Hal wajar karena ketika impresi pertama mencuat dari Debat Capres, sudah pasti ekspektasi tak mungkin jadi turun. Khalayak menuntut "keseruan" sejenis.
Ada beberapa hal yang bisa kita petik dari apa yang terjadi. Pertama, boleh jadi tema seputar ekonomi dan bisnis, memang bukan tema yang memungkinkan banyak improvisasi dan kelihaian berorasi.
Tema ini adalah bahasan spesifik, dengan sendirinya hanya segmen masyarakat tertentu yang mendalaminya. Masyarakat umum hanya tahu mudah dan murah saja.
Sementara tema debat Cawapres, justru banyak bertanya proses rumit untuk mencapai mudah dan murah tersebut, sehingga apa yang ada dalam mayoritas keinginan masyarakat luas kemudian tidak kongruen dengan bahasan relatif "berat" dalam mencapai hal itu.
Ketika kemudian muncul istilah-istilah teknis ekonomi bisnis dari ketiga narasumber (semacam Carbon Capture & Storage, ICOR, Ratifikasi Perjanjian Perdagangan Bebas, Digitalisasi, Unicorn, Disrupsi dst), yang memang tidak gampang dicari diksi lebih sederhana, otomatis tidak bisa dengan mudah nyetel di benak audiens.
Pun demikian, bukan berarti tidak ada upaya untuk membumi. Semisal Cawapres nomor urut satu di kesempatan pertama sengaja membawa sarung, yang kemudian di-istilahkan slepet sebagai pengganti kata akselerasi untuk perubahan.

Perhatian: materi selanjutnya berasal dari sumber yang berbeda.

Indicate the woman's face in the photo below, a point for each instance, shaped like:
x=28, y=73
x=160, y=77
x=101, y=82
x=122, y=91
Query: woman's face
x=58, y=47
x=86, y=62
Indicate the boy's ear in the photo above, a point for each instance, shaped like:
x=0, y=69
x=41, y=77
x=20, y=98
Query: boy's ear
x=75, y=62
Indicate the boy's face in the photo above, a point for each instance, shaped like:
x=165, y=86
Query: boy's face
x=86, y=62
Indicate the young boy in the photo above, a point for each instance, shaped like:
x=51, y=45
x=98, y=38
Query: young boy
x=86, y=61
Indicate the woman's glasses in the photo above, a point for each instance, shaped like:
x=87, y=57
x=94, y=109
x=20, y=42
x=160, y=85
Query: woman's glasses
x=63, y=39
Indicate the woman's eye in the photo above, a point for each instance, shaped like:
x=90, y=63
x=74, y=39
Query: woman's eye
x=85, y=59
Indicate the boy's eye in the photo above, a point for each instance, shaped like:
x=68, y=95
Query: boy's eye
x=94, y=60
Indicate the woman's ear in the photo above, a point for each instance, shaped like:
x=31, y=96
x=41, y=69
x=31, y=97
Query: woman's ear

Kedua, merujuk teori DeVito (2015), debat semalam lebih kental pelaksanaan pidato demonstratif dan pidato persuasif an sich, sehingga pertukaran ide secara frontal (sebagaimana Debat Capres) relatif tidak terjadi sepanjang acara.
Dinamika dan riak memang ada terkait hal ini, tetapi tensinya relatif masih hangat-hangat kuku.

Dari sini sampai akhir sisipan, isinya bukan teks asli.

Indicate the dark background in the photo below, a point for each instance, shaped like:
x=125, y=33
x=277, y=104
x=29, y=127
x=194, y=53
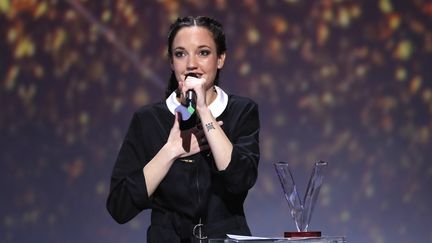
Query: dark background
x=348, y=82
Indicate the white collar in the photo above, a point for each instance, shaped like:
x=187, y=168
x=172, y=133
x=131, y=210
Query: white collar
x=216, y=107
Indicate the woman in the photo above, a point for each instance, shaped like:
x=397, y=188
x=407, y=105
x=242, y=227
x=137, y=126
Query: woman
x=195, y=180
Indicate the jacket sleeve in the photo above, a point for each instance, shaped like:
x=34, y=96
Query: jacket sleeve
x=128, y=192
x=242, y=171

Kembali ke Devito. Bahwa pola orasi demonstratif itu memaparkan sisi “What, Where, Who, When, Why, hingga terutama How”, sehingga orator menyampaikan cara-cara melakukan sesuatu.
Pada sisi ini, harus diakui bahwa Cawapres nomor urut dua lebih mampu menjelaskan cara-cara dari ide yang disampaikannya.
Hal yang cukup menjadi kejutan karena warganet sebelumnya banyak yang under estimate terhadap sosok satu ini.
Cawapres nomor urut tiga juga mampu menjelaskan sisi How dengan kehandalannya selama ini sebagai Pendekar Hukum, namun ini pun tak bisa lama dalam mengupas tema “berat” ini.
Sementara pola persuasif itu lebih mengedepankan ide dan gagasan pembicara tentang suatu informasi dan mengarahkan atau membujuk hadirin untuk menerima ide tersebut.
Pidato ini relatif pidato yang sulit karena tujuannya untuk menyakinkan orang lain, baik untuk memperkuat atau memperlemah sikap, nilai-nilai, dan keyakinan lawan bicara.
Pidato persuasif juga dilakukan guna memengaruhi aspek-aspek psikologis pada diri seseorang seperti sikap, nilai-nilai, dan kepercayaan.
Ketiga cawapres melakukan hal ini secara paralel, terutama dengan merujuk visi misi yang sudah mereka buat sebelumnya.
Maka itu, karena masing-masing sudah terpaku hal tersebut, wajar kita dengar ungkapan tersering dalam Debat Cawapres Ronde Satu: Itu normatif, Pak/Mas.
Ketiga, pengaturan dari KPU yang lebih ketat dan profesional akan jalannya debat, suka tidak suka membuat keseruan dari Debat Capres tak muncul lagi.
Bukannya kemudian jadi harus dilonggarkan ke depannya, tetapi perbaikan aturan yang gradual ini dengan sendirinya membuat ruang gerak para pemain di “lapangan” tak sebebas sebelumnya.
Hal ini bertambah pelik ketika bahasan debat bukan yang menjadi gacoan masing-masing.
Penulis meyakini dinamika debat akan lebih hidup dan seru manakala tema murni ke depan seputar humaniora, politik, dan hukum murni, yang selain lebih mudah dicerna, juga lebih dikuasai para kandidat. Semoga!